Gordon Ramsay White Bean Soup
Course: Soup, Starter4
15
minutes2
hours420
kcal135
minutesEasy
Haricot soup with tiger prawns from Gordon Ramsay’s Sunday Lunch. Dried haricot beans simmered until soft, blended to a velvety purée, finished with chicken stock, double cream and cold butter whisked in to froth it up. Sautéed tiger prawns and chives piled into the centre. Serves 4.
Ingredients
250g (9 oz) dried haricot beans, soaked overnight
1 small onion, peeled and halved
1 carrot, peeled and halved
1 bouquet garni (thyme, bay leaf and parsley tied together)
300ml (1¼ cups) chicken or vegetable stock
150ml (⅔ cup) double cream
30g (1 oz) cold butter, cut into cubes
Sea salt and freshly ground black pepper
18 tiger prawns, peeled and deveined
Few knobs of butter, for frying
Handful of chives, finely chopped
Olive oil, to drizzle
Directions
- Cook the beans: Drain the soaked haricot beans and place in a saucepan.
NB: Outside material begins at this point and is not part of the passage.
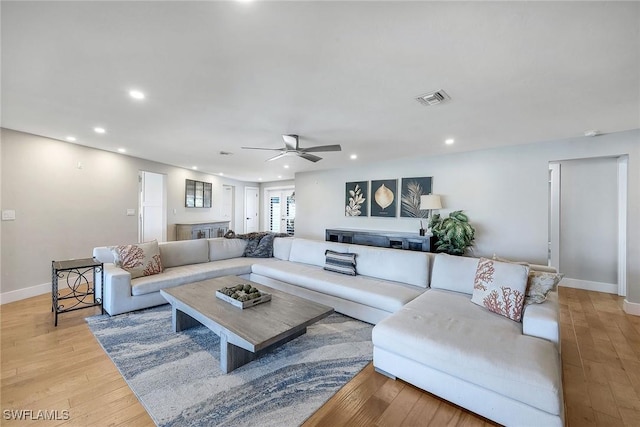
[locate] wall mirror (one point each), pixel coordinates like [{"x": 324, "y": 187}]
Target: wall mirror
[{"x": 197, "y": 194}]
Add the onion, carrot and bouquet garni and cover with cold water. Bring to the boil and boil steadily for 10 minutes, then lower the heat to a simmer. Partially cover and cook for 1½ to 2 hours until completely soft, topping up with boiling water if they look dry.
- Make the purée: Drain the beans and discard the onion, carrot and bouquet garni. Scoop out about 4 tablespoons of whole beans and set aside for garnish. Blend the rest to a smooth purée, adding a touch of boiling water if needed. For a really smooth soup, push through a fine sieve.
- Build the soup: Pour the bean purée into a pan and reheat gently. Whisk in the stock and cream, season with salt and pepper. Whisk in the cold butter a piece at a time, using a stick blender if you like, to froth up the soup.
- Cook the prawns: Sauté the prawns and reserved whole beans in a few knobs of butter until the prawns are just pink and cooked through. Season well, add the chives and toss together.
- Serve: Pile the prawns and beans into the centre of warm bowls. Pour the soup around them. Drizzle with olive oil.


FAQs
Can you make this without the prawns?
Yes. The bean purée is a complete soup on its own. Skip the prawns, top with a drizzle of good olive oil, the reserved whole beans and some chopped chives. It becomes a simple, velvety white bean soup that costs about £2 for four bowls.
Ramsay designed the prawns as a “terre et mer” element, but the book positions the purée as the star and the prawns as the finishing touch, not the other way around.
Why chicken stock instead of fish stock?
Ramsay is specific about this: “fish stock would overpower the distinctive but delicate flavour of the beans.” The beans have a subtle, earthy sweetness that gets lost under a strong fish stock. Chicken stock supports without competing.
Why whisk cold butter into the soup?
Cold butter emulsifies into the hot purée and creates tiny air pockets as you whisk. That’s what transforms it from a heavy bean paste into a light, frothy soup. Ramsay suggests using a stick blender to “froth up the soup” for an even lighter texture.
A 30g knob of cold butter is the difference between a soup that sits heavy and one that feels silky.
Do you have to use dried beans?
Dried haricot beans give the best flavour because the cooking liquid concentrates as they simmer for 2 hours. Tinned cannellini beans work if you’re short on time. Drain and rinse two 400g tins, blend with stock and cream, and you’ll have soup in 15 minutes.
Haricot beans and cannellini beans are the same family. In UK supermarkets, tinned cannellini are easier to find than tinned haricots.
What does Ramsay serve this with?
In Sunday Lunch this is the starter before chicken breast with morel velouté and apple pudding for dessert. It’s a dinner party soup, not a weeknight meal. For a special meal, follow it with a duck breast as the main. A light orzo salad would work as a side if you’re serving it for lunch instead.